Sauf qu’évidemment, entre les promesses affichées et la réalité, il peut exister un gap que les collaborateurs auront vite fait de détecter, sachant que l’idée de quitter son entreprise en faveur d’un concurrent est désormais tout sauf taboue. Interrogé sur le plateau d’Assurance TV , le CEO et cofondateur de Testamento Virgile Delporte confiait qu’« aujourd’hui pour une marque, les clients sont très versatiles, très compliqués à conserver. Or nous assistons au même phénomène pour les salariés. »
Une marque Employeur peu en adéquation avec la réalité interne des entreprises
Au fond comme le mentionne Gabrielle Comtois, spécialiste en acquisition de talent au sein du cabinet de conseil en ressources humaines Go RH : « il faut avant tout une bonne adéquation entre les valeurs exprimées par l’entreprise et ce qui se passe réellement à l’interne. » En effet dans un monde ultra connecté et interconnecté, le bouche-à-oreille fonctionne toujours autant, tout en étant largement décuplé par les commentaires sur les réseaux sociaux : si des collaborateurs satisfaits constituent de fait autant d’ambassadeurs de la marque, a contrario un ancien collaborateur, ayant quitté l’entreprise et insatisfait de son expérience, sera susceptible de véhiculer une mauvaise réputation et réfréner ainsi les ardeurs des prochains candidats.
Il faut en effet savoir qu’en 2022, 92 % des candidats consultent les avis donnés sur une entreprise sur Internet avant de postuler, sachant que 64 % d’entre eux ont déclaré que les avis publiés avaient influencé leur décision de postuler ou non.

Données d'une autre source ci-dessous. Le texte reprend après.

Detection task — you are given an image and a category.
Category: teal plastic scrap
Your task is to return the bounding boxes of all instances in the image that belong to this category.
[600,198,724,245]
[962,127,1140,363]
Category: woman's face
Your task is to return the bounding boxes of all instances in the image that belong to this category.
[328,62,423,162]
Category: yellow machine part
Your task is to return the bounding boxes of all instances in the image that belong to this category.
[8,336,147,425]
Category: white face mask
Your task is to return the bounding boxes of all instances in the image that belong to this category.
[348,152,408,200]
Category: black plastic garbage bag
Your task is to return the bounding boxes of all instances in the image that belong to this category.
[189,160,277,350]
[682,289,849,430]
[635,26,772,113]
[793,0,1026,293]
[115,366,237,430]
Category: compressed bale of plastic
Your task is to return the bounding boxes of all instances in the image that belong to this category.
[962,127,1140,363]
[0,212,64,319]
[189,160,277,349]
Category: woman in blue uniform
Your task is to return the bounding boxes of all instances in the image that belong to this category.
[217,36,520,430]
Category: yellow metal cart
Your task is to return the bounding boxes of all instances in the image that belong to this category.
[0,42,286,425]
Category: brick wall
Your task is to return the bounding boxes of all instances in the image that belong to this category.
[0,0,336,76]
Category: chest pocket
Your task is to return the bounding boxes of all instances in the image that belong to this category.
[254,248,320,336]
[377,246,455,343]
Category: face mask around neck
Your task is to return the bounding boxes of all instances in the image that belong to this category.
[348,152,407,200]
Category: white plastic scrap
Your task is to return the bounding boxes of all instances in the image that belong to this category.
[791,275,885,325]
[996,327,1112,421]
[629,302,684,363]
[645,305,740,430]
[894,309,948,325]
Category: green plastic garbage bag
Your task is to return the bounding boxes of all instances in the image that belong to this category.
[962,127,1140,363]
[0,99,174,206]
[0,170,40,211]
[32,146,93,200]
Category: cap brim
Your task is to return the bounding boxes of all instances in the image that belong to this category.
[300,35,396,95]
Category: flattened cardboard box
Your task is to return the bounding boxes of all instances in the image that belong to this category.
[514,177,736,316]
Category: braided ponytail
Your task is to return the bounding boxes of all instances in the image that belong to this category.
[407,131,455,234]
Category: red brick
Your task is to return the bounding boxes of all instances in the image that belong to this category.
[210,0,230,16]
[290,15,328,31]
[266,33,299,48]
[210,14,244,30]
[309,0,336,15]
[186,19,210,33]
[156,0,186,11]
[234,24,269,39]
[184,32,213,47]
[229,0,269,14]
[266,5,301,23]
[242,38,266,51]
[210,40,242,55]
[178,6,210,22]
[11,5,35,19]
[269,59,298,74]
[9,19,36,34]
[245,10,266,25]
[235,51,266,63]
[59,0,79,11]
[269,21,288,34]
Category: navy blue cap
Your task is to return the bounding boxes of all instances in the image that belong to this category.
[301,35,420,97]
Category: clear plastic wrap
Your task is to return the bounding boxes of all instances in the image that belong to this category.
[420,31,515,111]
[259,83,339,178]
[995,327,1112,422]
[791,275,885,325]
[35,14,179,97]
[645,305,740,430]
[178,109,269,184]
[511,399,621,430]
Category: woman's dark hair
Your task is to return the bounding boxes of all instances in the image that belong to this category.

En définitive, les grands discours ne suffisent pas, la marque Employeur ne saurait être une simple vitrine puisque quelques clics pourraient suffire à démasquer toute hypocrisie. La sincérité de la marque Employeur nécessite donc une politique de communication interne forte, en adéquation avec les valeurs affichées en externe. Or d’après l’étude Randstad: Employer Brand research (2020), « seulement 19% des collaborateurs perçoivent un alignement fort entre ce que l’entreprise dit d’elle-même et leur expérience une fois recrutés. » Autant dire que le travail reste à faire…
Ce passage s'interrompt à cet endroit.